Subquadratic Raises $29M to Launch SubQ — The World's First 12-Million-Token AI Context Window That Beats GPT-5.5
Published: May 13, 2026

Breaking the Quadratic Barrier
The AI industry has long been shackled by a fundamental architectural constraint: the larger the context window, the more exponentially expensive it becomes to run. Doubling the input doesn't just double the compute — it quadruples it. That's the infamous quadratic scaling problem baked into every transformer model since 2017. Now, a Miami-based startup called Subquadratic is claiming it has cracked the code — and it has $29 million in fresh seed funding to prove it.
The company officially launched in May 2026 with its flagship model, SubQ, built on a proprietary architecture called Subquadratic Selective Attention (SSA) — a fully sparse-attention system that scales linearly in both compute and memory as context length grows.
What Makes SubQ Different?
Traditional transformer models use dense attention — every single token in a prompt is compared against every other token. With 1,000 tokens, that's 1,000² = 1,000,000 comparisons. Scale that to millions of tokens and the cost becomes astronomical.
SubQ's SSA architecture takes a fundamentally different approach: instead of comparing every token to every other token, it uses content-dependent selection to identify which token relationships actually matter — and only processes those. The selection mechanism itself doesn't go quadratic, which is the key differentiator from prior attempts like DeepSeek's Native Sparse Attention, where the indexer that picks which tokens to attend to was still quadratic under the hood.

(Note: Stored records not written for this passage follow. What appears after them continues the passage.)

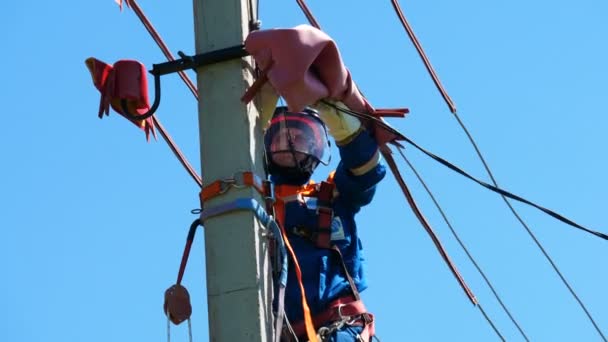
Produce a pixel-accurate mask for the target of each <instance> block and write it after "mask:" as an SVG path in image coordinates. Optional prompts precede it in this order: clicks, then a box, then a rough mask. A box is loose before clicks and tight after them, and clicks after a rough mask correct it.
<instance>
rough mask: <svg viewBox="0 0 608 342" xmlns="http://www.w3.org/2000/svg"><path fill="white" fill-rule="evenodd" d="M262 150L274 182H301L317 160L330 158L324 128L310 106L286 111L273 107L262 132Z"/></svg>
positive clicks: (279, 107)
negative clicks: (267, 127)
mask: <svg viewBox="0 0 608 342" xmlns="http://www.w3.org/2000/svg"><path fill="white" fill-rule="evenodd" d="M264 149H265V152H266V162H267V165H268V172H269V173H270V175H271V176H272V177H273V178H274V181H275V182H278V183H287V184H294V185H296V184H297V185H300V184H304V183H306V182H307V181H308V180H309V179H310V177H311V176H312V173H313V172H314V170H315V169H316V167H317V166H318V165H319V163H322V164H324V165H327V164H328V163H329V160H330V155H329V139H328V137H327V129H326V127H325V124H323V121H321V119H320V118H319V115H318V112H317V111H316V110H314V109H311V108H306V109H304V110H303V111H301V112H290V111H288V109H287V107H277V108H276V109H275V112H274V115H273V116H272V119H271V121H270V125H269V126H268V128H267V129H266V132H265V133H264Z"/></svg>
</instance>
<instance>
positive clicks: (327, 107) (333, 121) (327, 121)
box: [312, 100, 361, 144]
mask: <svg viewBox="0 0 608 342" xmlns="http://www.w3.org/2000/svg"><path fill="white" fill-rule="evenodd" d="M326 101H328V102H331V103H333V104H334V105H336V106H337V107H340V108H344V109H348V107H346V105H345V104H343V103H342V102H338V101H331V100H326ZM312 107H313V108H315V109H316V110H317V111H318V112H319V117H320V118H321V120H323V122H324V123H325V125H326V126H327V128H328V130H329V134H331V135H332V136H333V137H334V139H335V140H336V143H337V144H340V143H341V142H345V141H348V140H349V138H351V137H353V136H354V135H355V134H356V133H357V132H359V129H360V128H361V121H359V119H358V118H356V117H354V116H352V115H348V114H344V113H342V112H341V111H339V110H337V109H336V108H334V107H331V106H329V105H327V104H325V103H323V102H321V101H319V102H317V103H315V104H314V105H313V106H312Z"/></svg>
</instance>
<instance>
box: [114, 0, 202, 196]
mask: <svg viewBox="0 0 608 342" xmlns="http://www.w3.org/2000/svg"><path fill="white" fill-rule="evenodd" d="M125 3H126V5H127V7H130V8H132V9H133V11H134V12H135V14H136V15H137V17H138V18H139V20H140V21H141V22H142V24H143V25H144V26H145V28H146V30H147V31H148V33H150V35H151V36H152V39H154V41H155V42H156V44H157V45H158V47H159V48H160V49H161V50H162V52H163V53H164V55H165V57H166V58H167V59H168V60H170V61H174V60H175V57H173V55H172V54H171V52H170V51H169V48H168V47H167V45H166V44H165V43H164V41H163V39H162V38H161V36H160V35H159V34H158V32H156V29H155V28H154V26H152V23H151V22H150V20H148V18H147V17H146V15H145V13H144V12H143V10H142V9H141V7H139V5H138V4H137V2H136V1H135V0H125ZM179 75H180V77H181V78H182V80H183V81H184V82H185V83H186V86H187V87H188V89H190V91H191V92H192V94H193V95H194V97H195V98H196V99H197V100H198V91H197V89H196V86H195V85H194V83H193V82H192V80H190V78H189V77H188V75H186V73H185V72H183V71H180V72H179ZM152 120H153V122H154V125H155V126H156V128H158V131H159V132H160V134H161V136H162V137H163V139H164V140H165V142H166V143H167V145H169V148H170V149H171V151H173V153H174V154H175V156H176V157H177V159H178V160H179V162H180V163H181V164H182V165H183V166H184V168H185V169H186V171H188V173H189V174H190V176H191V177H192V179H194V181H195V182H196V183H197V184H198V186H199V187H202V186H203V181H202V179H201V176H200V175H199V174H198V173H197V172H196V171H195V169H194V167H192V165H191V164H190V162H188V159H186V157H185V156H184V154H183V153H182V152H181V150H180V149H179V147H178V146H177V144H176V143H175V142H174V141H173V139H172V138H171V136H170V135H169V133H168V132H167V130H166V129H165V128H164V127H163V125H162V124H161V122H160V120H159V119H158V118H156V116H155V115H153V116H152Z"/></svg>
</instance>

As CTO Alexander Whedon explained:
"For prompt A, words one and six are going to be important to each other. For prompt B, maybe it's words two and three. It's different for every prompt."
This means the model routes exact attention only to meaningful token pairs, dynamically and efficiently — at any context length.
The Numbers Are Staggering
The performance claims Subquadratic is putting forward are hard to ignore:
- 12 million token context window — roughly 9 million words or ~120 books in a single prompt
- 52× faster than dense attention (FlashAttention) at 1 million tokens
- 92.1% accuracy on needle-in-a-haystack retrieval at 12M tokens — a length no other frontier model even approaches
- 83% on MRCR v2, beating OpenAI's GPT-5.5 (74%) by 9 full points
- 82.4% on SWE-bench, surpassing Anthropic's Claude Opus 4.6 (81.42%) and Google's Gemini 3.1 Pro (80.6%)
- On RULER 128K, SubQ scored 95% accuracy at just $8, compared to Claude Opus's $2,600 for the same benchmark — a ~300× cost reduction
- At full 12M-token context, compute requirements drop by nearly 1,000× versus other frontier models
Who's Backing Subquadratic?
The $29M seed round attracted a notable roster of investors, including:
- Javier Villamizar, former partner at SoftBank Vision Fund
- Justin Mateen, co-founder of Tinder and founder of JAM Fund
- Early backers of Anthropic, OpenAI, Stripe, and Brex
The company was co-founded by Justin Dangel (CEO) and Alexander Whedon (CTO), and has assembled a team of 11 Ph.D. researchers to drive its architectural research.
What Subquadratic Is Building
The funding will be deployed across three major product tracks:
- SubQ API — A developer API offering full access to the 12-million-token context window for enterprise and developer use cases
- SubQ Code — A CLI-based coding agent designed to load entire codebases into a single context window, eliminating the need for multi-agent coordination
- SubQ Search — A deep research tool, initially free, targeting long-context research and enterprise workloads
The model will not be open-source in the near term but will support customer-specific fine-tuning.
The Bigger Picture
The implications go far beyond raw benchmark scores. Today's developers are forced to build elaborate workarounds — RAG pipelines, agentic retrieval systems, chunking strategies — just to manage the limitations of context windows. These systems add latency, cost, and fragility.
If SubQ's architecture holds up at scale, it could make those workarounds obsolete. Entire codebases, legal document archives, research corpora, and enterprise knowledge bases could be processed in a single pass — without the brittle data curation that currently bottlenecks AI product quality.
Subquadratic has also teased a 50-million-token context window model on the roadmap — a figure that would make today's frontier models look like pocket calculators.
As CEO Justin Dangel put it:
"The fundamental scaling laws imposed by the transformer architecture and dense attention have been broken through."